お祝い事の「紅白」のルーツ!?なぜ「源平合戦」で源氏は白、平家は赤の旗を掲げたのか? (1/2ページ)
源氏は白、平家は赤
1180年(治承4年)に、源氏と平家が一族の存亡をかけて戦った源平決戦。このとき、源氏は白旗を掲げ、平家は赤旗を掲げましたが、この色分けは旗以外にも及んでいました。
『平治物語』を紐解くと、源氏に関する記述として「星白の甲の緒をしめ」「葦毛なる馬に白覆輪の鞍」などと、白が頻繁に登場します。
一方、平家側の記述としては「赤字の垂直」「紅色の母衣」など、赤がよく出てきます。紅白の色分けは、旗だけでなく衣装などにも幅広く及んでいたことが分かりますね。

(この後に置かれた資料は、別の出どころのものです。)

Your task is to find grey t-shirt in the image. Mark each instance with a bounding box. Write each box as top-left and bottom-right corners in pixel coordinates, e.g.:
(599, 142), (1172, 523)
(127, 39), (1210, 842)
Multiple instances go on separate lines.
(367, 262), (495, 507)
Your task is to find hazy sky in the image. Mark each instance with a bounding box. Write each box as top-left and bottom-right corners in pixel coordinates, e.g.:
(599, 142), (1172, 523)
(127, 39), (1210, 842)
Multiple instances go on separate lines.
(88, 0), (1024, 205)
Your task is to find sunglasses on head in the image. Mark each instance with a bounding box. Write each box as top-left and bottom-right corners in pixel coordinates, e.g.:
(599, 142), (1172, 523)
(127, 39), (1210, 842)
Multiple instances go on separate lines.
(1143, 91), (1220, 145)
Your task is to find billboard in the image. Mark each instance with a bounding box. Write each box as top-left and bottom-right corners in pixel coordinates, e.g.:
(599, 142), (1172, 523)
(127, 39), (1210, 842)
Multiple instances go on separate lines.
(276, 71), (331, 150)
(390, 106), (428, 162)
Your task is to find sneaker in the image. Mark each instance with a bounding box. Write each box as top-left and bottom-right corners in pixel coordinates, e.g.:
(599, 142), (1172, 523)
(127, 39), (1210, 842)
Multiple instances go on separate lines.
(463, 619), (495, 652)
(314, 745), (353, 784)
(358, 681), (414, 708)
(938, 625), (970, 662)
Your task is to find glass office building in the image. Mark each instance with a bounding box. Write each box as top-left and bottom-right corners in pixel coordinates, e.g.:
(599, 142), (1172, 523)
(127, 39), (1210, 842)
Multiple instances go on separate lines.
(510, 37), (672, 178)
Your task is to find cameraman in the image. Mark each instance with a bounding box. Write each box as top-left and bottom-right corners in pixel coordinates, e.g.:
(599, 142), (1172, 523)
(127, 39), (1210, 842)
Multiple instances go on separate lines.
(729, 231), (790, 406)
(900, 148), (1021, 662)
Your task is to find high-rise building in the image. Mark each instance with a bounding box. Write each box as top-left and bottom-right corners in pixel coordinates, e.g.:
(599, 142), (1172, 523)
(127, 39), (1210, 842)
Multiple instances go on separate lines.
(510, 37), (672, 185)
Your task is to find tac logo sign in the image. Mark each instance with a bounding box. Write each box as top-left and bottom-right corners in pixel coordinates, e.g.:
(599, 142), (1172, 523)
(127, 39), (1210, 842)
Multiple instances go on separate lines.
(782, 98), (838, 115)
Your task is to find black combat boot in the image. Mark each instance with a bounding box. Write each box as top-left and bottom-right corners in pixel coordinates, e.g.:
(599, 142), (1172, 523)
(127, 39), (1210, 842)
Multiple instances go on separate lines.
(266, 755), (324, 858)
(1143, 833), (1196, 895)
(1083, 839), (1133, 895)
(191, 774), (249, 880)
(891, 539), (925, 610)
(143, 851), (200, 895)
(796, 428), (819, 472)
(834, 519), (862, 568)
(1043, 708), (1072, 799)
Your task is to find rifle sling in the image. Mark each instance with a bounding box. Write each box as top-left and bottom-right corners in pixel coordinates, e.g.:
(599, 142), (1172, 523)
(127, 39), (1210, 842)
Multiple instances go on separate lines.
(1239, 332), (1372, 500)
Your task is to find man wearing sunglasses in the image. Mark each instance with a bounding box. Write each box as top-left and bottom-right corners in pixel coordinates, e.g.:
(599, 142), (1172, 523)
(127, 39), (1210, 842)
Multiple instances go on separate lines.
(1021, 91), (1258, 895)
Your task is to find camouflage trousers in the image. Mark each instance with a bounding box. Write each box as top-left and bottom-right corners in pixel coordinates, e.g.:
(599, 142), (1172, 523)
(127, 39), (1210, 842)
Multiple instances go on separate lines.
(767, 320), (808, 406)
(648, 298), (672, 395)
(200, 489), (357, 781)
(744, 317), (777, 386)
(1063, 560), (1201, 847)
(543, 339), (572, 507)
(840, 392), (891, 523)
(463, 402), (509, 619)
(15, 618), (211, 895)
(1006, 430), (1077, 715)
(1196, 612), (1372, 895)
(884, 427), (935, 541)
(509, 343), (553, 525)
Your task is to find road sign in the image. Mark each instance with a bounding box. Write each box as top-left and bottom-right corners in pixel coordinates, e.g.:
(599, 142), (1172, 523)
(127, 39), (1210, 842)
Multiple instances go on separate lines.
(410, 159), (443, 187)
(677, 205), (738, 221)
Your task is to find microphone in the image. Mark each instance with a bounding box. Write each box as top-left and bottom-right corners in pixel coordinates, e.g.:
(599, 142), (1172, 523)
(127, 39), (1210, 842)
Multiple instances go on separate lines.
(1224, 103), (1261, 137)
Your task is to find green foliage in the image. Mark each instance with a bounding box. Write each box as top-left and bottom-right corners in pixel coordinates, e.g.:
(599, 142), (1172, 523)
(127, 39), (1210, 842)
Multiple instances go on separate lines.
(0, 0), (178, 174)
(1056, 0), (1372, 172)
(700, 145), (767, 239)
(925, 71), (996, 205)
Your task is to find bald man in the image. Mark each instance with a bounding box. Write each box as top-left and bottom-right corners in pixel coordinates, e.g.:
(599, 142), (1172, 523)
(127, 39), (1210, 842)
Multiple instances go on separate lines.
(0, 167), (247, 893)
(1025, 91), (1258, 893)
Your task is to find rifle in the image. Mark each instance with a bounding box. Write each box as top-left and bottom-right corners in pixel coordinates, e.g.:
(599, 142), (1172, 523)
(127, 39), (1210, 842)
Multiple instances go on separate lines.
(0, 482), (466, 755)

それにしても、なぜ源氏は白を、平家は赤をシンボルカラーとして用いたのでしょうか。
源氏が白を用いた理由は、以下のように説明されるのが常です。源氏の主力部隊は関東・東北の貧しい武士団でした。
白は彼らの純情かつ潔白な心を表す色であり、源氏は自分たちの信条を示すために白旗を掲げたというのです。
派手好きか、サメよけか一方、平家の赤にはいろいろな説があります。
まず、平家の派手好き説。平家は朱塗りの厳島神社を建立するなど、ともかく派手な色が好きだったようです。そこで、戦場での旗印、軍装も派手な赤を基本カラーにしたというわけです。
また、中国の道教思想の影響があったいう説もあります。古代中国では、朱や赤は不老不死を表す色で、死者を葬る棺桶にもこの色を用いていました。平家はそれを意識して、自らの旗印を赤旗にしたのかも知れません。